La tristesse, la gratitude & la mort

Mon père est mort cette semaine. Il avait la maladie à corps de Lewy (une maladie entre Alzheimer et Parkinson) et sur la fin il était au plus mal. Mardi matin en allant lui faire un bisou j’ai vu qu’il ne respirait plus.

C’est la première fois que je vois la mort d’aussi près et la première fois que je perds quelqu’un d’aussi proche. Alors cette semaine j’aimerais partager 3 pensées sur la tristesse, la gratitude et la mort.

1. La tristesse

J’ai beaucoup pleuré cette semaine. Mais j’ai beaucoup ri aussi, parfois juste après avoir pleuré.

La tristesse est d’autant plus dure à gérer qu’on la fuie ou qu’on en rajoute une couche. C’est l’équilibre qui est difficile à trouver. D’un côté il faut savoir l’accueillir en nous : plus on la regarde en face, plus on la ressent, plus on la dissout. D’un autre côté il faut se méfier du mental qui nous dit qu’on est tristes, que ce n’est pas le moment de rire, qu’on doit garder une mine de circonstance. Je crois d’ailleurs utile de dire « j’ai de la tristesse en moi » plutôt que « je suis triste », afin de ne pas s’identifier à la tristesse et de l’aider à nous traverser.

On gagnerait à être plus comme les enfants qui rient pleinement puis pleurent pleinement puis rient à nouveau sans se préoccuper de leur image. Sans se juger.
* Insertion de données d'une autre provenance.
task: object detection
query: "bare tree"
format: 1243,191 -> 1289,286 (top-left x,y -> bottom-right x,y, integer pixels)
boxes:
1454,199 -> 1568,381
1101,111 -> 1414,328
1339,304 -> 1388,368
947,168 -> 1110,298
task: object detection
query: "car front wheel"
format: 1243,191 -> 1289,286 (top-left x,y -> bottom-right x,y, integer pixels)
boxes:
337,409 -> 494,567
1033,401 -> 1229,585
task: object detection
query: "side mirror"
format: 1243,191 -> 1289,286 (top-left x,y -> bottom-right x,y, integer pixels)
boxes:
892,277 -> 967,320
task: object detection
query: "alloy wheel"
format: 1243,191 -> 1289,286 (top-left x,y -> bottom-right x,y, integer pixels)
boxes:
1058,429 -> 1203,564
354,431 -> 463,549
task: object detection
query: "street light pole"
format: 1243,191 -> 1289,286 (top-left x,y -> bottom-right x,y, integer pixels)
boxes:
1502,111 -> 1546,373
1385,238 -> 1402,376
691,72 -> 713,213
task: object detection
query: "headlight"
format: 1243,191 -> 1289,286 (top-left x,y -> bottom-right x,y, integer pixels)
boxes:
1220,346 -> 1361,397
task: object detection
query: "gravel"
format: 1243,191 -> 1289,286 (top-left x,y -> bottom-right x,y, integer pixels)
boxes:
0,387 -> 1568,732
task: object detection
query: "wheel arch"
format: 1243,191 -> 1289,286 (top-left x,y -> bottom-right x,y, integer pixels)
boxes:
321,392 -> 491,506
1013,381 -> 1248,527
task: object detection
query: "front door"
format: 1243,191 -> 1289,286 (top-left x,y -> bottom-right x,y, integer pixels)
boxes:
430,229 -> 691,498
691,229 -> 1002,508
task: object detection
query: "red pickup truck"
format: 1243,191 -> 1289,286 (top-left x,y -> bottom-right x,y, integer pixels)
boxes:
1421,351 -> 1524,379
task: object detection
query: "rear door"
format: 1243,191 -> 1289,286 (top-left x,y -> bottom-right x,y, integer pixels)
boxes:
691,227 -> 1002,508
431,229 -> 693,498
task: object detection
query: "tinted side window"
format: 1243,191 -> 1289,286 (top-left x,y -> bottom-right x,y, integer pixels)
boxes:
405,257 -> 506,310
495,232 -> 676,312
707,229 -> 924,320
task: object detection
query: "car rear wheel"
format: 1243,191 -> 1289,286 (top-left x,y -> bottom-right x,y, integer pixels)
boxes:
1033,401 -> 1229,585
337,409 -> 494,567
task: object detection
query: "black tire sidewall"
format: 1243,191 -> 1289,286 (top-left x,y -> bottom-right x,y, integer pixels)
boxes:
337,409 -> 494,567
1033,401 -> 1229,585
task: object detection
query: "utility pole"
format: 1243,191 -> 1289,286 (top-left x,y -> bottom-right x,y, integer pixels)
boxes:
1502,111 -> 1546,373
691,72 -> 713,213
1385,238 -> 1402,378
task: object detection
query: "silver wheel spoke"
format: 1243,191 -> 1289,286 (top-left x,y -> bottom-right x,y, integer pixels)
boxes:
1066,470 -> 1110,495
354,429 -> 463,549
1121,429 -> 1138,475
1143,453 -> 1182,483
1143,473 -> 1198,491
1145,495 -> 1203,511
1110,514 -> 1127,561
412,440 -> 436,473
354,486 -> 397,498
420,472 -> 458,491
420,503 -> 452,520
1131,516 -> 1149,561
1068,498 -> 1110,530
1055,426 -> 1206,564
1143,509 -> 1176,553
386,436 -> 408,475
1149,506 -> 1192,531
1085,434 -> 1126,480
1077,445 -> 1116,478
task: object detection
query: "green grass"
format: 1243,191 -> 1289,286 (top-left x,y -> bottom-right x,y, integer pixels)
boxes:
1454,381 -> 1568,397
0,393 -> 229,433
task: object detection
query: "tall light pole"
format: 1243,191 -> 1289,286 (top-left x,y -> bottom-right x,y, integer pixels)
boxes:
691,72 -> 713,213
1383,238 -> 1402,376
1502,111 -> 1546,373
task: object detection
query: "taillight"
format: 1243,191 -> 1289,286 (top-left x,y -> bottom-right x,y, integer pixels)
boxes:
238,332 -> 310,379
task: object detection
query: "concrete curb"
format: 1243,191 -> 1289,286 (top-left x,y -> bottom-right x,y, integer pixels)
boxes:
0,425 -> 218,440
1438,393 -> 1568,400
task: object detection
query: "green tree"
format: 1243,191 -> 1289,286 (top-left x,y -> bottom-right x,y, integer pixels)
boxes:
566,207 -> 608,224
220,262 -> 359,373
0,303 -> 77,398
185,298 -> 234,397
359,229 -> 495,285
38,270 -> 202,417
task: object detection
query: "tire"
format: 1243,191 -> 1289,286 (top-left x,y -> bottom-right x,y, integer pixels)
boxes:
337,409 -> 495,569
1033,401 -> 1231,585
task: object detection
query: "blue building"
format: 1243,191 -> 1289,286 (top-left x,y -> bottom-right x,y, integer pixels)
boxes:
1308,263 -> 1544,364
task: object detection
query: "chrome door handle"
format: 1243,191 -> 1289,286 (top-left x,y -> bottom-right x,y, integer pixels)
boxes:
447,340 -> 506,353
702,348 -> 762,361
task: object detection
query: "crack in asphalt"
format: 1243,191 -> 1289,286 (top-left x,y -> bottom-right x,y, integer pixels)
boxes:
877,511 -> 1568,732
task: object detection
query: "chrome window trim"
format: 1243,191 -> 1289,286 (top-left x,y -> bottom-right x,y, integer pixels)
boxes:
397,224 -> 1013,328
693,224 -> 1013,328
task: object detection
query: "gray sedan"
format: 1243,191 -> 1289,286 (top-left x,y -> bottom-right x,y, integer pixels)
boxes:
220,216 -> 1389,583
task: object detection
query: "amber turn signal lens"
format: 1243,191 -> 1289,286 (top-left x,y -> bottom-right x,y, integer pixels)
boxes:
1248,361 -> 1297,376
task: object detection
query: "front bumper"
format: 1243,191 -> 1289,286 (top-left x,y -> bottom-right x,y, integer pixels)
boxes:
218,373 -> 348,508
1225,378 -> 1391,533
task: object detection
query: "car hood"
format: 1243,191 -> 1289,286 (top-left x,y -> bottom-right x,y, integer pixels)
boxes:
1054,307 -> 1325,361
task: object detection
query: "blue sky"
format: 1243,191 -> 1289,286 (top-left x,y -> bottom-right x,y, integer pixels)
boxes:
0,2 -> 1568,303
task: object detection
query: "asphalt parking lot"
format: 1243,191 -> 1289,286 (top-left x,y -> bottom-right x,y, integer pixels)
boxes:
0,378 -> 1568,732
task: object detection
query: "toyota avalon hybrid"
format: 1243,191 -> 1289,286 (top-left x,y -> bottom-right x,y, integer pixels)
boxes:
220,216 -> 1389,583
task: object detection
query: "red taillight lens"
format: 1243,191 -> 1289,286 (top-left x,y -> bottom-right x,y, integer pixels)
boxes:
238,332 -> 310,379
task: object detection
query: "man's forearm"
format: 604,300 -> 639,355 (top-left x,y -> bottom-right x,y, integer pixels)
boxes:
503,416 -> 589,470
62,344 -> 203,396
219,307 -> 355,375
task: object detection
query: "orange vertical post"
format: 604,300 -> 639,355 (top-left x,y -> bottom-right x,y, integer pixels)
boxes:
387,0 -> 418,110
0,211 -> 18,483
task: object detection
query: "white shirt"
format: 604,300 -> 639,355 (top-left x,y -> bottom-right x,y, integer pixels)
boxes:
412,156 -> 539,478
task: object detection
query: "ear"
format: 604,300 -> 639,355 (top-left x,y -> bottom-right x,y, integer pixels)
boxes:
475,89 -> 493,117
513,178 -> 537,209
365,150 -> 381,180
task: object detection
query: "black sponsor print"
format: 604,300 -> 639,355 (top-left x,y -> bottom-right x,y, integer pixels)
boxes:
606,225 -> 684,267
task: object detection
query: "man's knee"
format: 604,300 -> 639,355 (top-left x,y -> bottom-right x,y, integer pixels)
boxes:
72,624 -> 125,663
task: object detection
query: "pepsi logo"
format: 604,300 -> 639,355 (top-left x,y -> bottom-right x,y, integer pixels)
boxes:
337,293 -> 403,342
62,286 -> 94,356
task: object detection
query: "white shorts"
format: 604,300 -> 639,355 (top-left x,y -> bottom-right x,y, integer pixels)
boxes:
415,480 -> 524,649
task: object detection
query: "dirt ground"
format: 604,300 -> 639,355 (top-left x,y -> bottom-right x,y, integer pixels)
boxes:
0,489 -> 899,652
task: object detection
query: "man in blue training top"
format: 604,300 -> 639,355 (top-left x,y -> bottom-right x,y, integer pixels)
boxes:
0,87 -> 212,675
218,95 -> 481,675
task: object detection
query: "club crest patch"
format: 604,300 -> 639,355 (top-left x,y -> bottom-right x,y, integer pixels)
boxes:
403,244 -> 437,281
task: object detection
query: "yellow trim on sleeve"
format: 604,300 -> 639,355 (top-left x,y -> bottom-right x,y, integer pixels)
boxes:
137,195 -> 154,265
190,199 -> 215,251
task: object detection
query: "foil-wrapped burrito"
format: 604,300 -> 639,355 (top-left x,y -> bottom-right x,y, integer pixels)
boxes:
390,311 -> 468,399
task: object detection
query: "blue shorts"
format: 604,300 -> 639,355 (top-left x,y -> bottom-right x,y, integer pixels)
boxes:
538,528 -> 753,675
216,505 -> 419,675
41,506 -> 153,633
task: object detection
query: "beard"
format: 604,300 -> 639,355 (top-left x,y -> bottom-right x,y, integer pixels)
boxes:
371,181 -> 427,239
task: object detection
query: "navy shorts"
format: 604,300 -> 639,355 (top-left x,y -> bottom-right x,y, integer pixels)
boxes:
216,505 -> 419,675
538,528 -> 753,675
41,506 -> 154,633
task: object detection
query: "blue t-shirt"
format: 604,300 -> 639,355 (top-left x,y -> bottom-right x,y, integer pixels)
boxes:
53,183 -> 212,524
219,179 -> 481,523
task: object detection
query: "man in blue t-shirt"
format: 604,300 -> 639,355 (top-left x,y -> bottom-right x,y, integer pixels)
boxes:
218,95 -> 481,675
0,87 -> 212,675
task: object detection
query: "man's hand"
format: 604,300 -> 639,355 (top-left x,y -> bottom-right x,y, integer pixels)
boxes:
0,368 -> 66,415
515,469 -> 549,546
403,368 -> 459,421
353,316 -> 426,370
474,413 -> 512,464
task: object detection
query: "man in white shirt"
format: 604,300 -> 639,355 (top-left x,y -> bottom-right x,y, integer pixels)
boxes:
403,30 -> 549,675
Quand on arrive à cet équilibre on permet à la tristesse de nous toucher comme elle doit mais aussi de se dissoudre.

2. La gratitude

Je peux me lamenter de ne plus avoir de père. Je peux aussi me répéter que j’ai de la chance d’avoir eu une relation si belle avec lui : on jouait au tennis, on parlait politique et sport, il me guidait dans mon parcours. Je peux remercier la vie qu’il n’ait pas trop souffert dans ses derniers moments et qu’il soit parti dans son sommeil.

On a presque toujours le choix de se concentrer sur le positif ou sur le négatif. Même si c’est parfois dur à voir, rien dans la vie n’est intrinsèquement bon ou mauvais ; à chaque moment on peut choisir où porter son attention. C’est un lieu commun de dire qu’on peut décider de voir le verre à moitié vide ou à moitié plein. Pourtant c’est une des vérités les plus utiles au bonheur.

3. La mort

Toutes les formes sont impermanentes et la seule constante est le changement. Je n’ai plus l’amour de mon père dans sa forme ancienne. Mais son décès m’a rapproché de beaucoup de gens. J’ai notamment reçu des témoignages d’affection inoubliables cette semaine, et des sublimes messages me rappelant le souvenir de mon père, qui m’ont donné beaucoup de joie.

L’amour est toujours là. Mais il se transforme constamment. L’essentiel est d’être ouvert à ce qu’il puisse venir de partout. Et se rappeler qu’on crée de la souffrance inutile quand on résiste trop à l’impermanence. On a besoin d’amour autant qu’on a besoin d’eau, mais si on y est ouvert l’amour vient d’endroits que notre mental ne suspecte pas.

Quant à mon père, il vivra toujours en moi.